The training will consist of two-day capacity building workshops in three locations namely Bolgatanga, Wa and Tamale to empower 200 individuals to serve as effective actors in Preventing Violent Extremism(PVE).
The program is intended at empowering women to serve as key players in Preventing Violent Extremism (PVE) in Northern Ghana.
The project, Empowering Women in Preventing Violent Extremism in Ghana is a project by WACCE with funding support from the US Embassy in line with its commitment to the country’s sustainable peace and national stability.
Mr. Mutaru Mumuni Muqthar ,Executive Director, WACCE, at a media briefing in Tamale said more than 13 Ghanaians are believed to have joined terrorist groups adding that it is only a matter of time that attacks may become a reality in Ghana unless swift and adequate measures are put in place against the threat.
He indicated that women and girls are both victims and vulnerable targets for radicalization and recruitment saying many parts of West Africa including Northern Nigeria, Mali, Niger and Northern Burkina Faso, women and girls have been used as conduits to detonate Improvised Explosive Devices at IDP camps, market centres and other public places.
“Women play a catalytic role in shaping behavioral patterns and character development of the individual as they spend a disproportionately larger amount of time at home with children and young adults. It will therefore be ironic and unrealistic to seek success against violent extremism without the frontal role of women and girls.”

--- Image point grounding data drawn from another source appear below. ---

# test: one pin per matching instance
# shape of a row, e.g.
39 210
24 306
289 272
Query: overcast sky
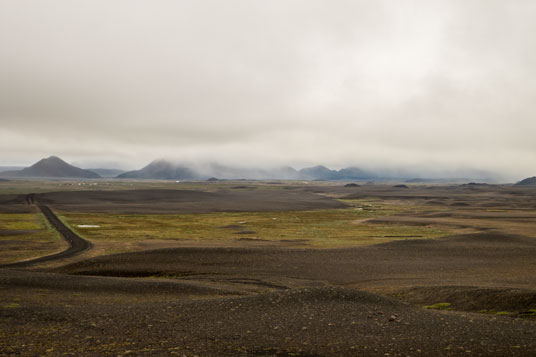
447 84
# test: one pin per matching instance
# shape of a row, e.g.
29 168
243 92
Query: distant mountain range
54 167
51 167
107 173
165 170
530 181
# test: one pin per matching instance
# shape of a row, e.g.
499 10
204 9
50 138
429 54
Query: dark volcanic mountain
527 182
323 173
52 166
107 172
161 170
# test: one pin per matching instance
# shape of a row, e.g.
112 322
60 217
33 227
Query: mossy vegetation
26 235
319 228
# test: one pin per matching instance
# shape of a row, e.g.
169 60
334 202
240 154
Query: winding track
76 243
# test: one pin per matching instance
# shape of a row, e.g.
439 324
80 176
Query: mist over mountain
107 173
323 173
52 167
161 170
530 181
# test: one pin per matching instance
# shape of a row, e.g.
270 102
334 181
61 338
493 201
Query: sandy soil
269 301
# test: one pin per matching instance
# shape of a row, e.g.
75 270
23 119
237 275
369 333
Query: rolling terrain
467 292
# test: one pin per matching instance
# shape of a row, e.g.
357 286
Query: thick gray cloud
444 84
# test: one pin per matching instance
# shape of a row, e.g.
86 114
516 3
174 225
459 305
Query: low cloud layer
429 84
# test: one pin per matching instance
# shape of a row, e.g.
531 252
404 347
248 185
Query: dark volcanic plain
278 301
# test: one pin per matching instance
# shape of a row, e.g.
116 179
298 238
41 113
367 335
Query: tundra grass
319 228
26 235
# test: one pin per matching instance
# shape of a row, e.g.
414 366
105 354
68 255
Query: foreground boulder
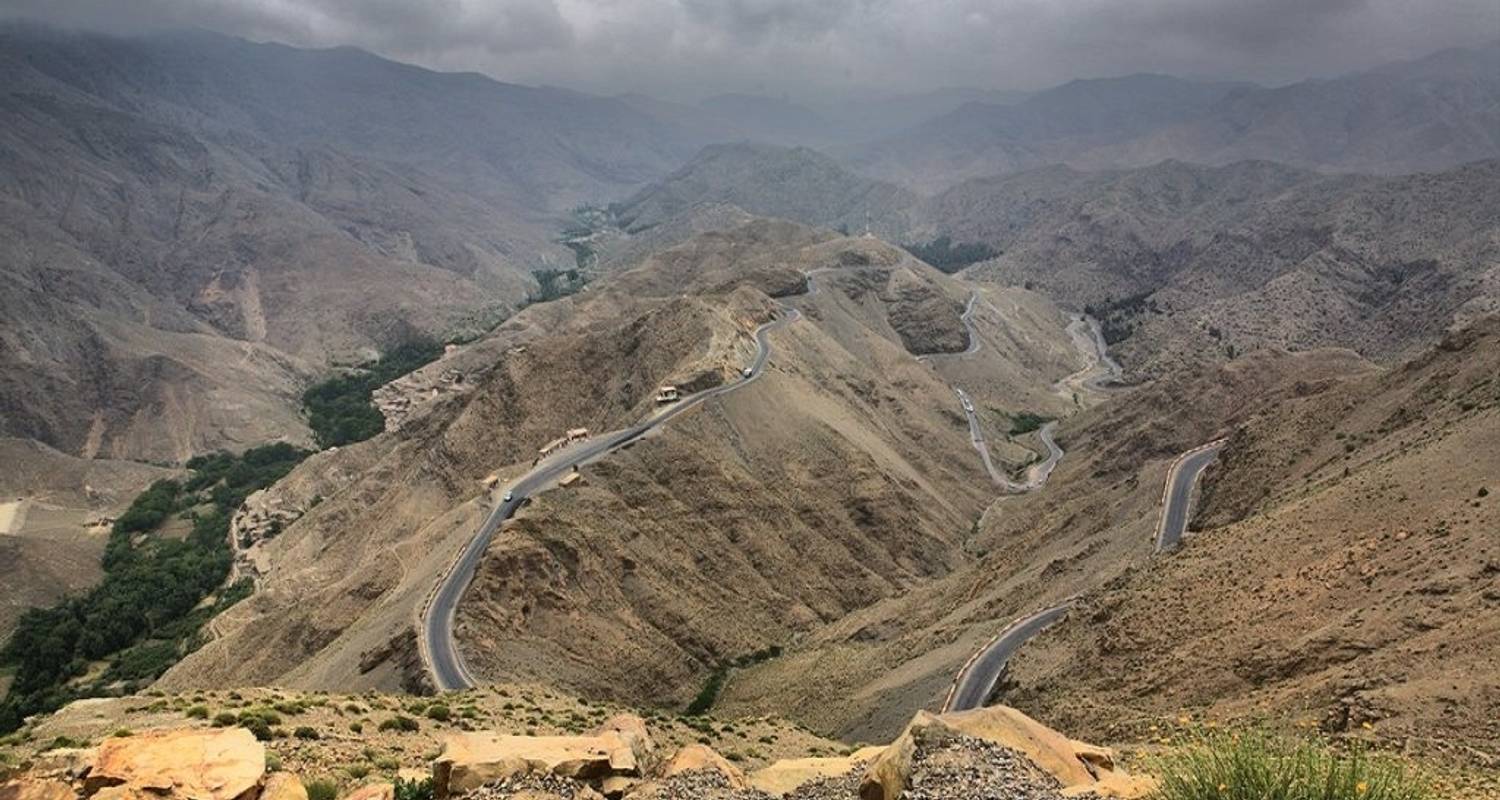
1077 767
282 785
471 760
35 788
704 758
783 776
194 764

According to him, as the threat of violent extremism descends towards coastal states from the Sahel, Ghana faces potential threat of recruitment and radicalization. Already, attacks in three countries – Burkina Faso, Mali and Niger – have increased fivefold since 2016, with more than 4,000 deaths reported in 2019 alone. Ghana’s strong interaction with and proximity to Burkina Faso, Nigeria, Mali and Niger– all theatres for terrorist violence, have in the last four years provoked predictions and fears that the country could be among the next new frontier for radicalization and attacks in West Africa.
“ For more than 5 years we have worked with local communities, state and non-state actors to deepen understanding around violent extremism and its drivers. WACCE’s PVE programs have helped to stop more than 22 individuals from joining terrorist groups.”
Mr. Muqthar revealed that with the support of the US Embassy and other partners, WACCE has trained more than 1,800 peace ambassadors in vulnerable areas in the last 3 years to help prevent violent extremism in Ghana.
“we are confident and hopeful that this campaign will be successful in helping our country Ghana avoid the scourge of terrorism that has engulfed our neighbors in the region.”